ミトロヒンが所属するKGB第一総局が、モスクワのルビャンカにあるKGB本部から、郊外のヤセネヴォに移転することになり、ミトロヒンは、約30万冊ある第一総局の文書ファイルをチェックして梱包する責任者になったのです。
ミトロヒンは、日替わりでルビャンカとヤセネヴォの両方のオフィスに通い、文書の梱包・送り出しと、受け取り・開封・収蔵作業に携わりました。
文書ファイルの整理や索引作成の作業を監督する傍ら、ミトロヒンは二つのオフィスで読みたいファイルを読むことができました。

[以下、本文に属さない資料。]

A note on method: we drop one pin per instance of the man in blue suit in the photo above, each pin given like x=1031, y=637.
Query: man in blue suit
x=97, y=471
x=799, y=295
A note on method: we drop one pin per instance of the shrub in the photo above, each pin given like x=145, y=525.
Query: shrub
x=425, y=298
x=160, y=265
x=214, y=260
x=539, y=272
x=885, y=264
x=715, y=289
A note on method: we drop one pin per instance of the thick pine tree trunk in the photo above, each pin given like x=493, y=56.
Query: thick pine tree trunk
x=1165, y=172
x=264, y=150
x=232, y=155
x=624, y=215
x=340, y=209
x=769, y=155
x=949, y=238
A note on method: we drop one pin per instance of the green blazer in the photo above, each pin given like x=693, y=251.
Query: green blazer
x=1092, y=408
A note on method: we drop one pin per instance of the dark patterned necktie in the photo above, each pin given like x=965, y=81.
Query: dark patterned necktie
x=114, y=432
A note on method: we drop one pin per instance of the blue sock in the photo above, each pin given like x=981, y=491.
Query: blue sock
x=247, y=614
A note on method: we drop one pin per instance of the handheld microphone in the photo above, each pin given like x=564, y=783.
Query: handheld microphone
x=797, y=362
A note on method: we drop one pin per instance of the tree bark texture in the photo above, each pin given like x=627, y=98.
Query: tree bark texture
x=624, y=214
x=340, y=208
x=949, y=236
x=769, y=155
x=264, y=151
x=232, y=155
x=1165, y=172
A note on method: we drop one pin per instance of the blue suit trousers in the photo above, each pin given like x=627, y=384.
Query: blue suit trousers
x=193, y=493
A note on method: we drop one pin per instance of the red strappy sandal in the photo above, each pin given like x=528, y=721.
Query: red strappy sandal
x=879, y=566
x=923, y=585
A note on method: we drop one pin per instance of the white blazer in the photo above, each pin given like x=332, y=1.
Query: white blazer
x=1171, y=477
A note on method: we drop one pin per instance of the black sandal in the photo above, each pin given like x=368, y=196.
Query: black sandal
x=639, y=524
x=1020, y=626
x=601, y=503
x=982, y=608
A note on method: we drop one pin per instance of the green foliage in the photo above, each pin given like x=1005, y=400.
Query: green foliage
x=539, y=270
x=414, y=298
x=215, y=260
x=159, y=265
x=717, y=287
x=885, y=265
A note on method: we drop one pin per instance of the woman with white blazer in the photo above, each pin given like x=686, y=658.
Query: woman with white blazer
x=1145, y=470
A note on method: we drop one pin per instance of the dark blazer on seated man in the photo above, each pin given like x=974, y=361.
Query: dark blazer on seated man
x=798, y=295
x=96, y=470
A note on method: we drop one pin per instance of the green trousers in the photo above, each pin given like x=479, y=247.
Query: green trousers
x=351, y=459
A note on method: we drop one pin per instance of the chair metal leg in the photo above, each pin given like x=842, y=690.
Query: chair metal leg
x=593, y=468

第一総局の機密文書を読む権限があるのは、ごく少数の幹部に限られており、権限がない者は、特別に申請して許可を得る必要がありました。読む権限がある幹部たちは、他の職務に追われているので、必要な部分以外に目を通す時間などありません。
時間のあるなし以前に、必要な部分以外を見ることは、権限がある幹部にとっても、命知らずの危険な行為です。じっくりと時間をかけて多量の文書を読んだKGB職員は、ミトロヒンが唯一と言っていいくらい、稀有な存在なのです。
ミトロヒンは、密かに機密文書の内容を紙にメモして写し取りました。最初のうちは用心して、昼間に職場で記憶し、帰宅してからメモを作りましたが、これでは捗りません。そこで次に、小さい紙片に書いてはゴミ箱に放り込んでおき、帰宅するときに拾い出して靴の中に隠しました。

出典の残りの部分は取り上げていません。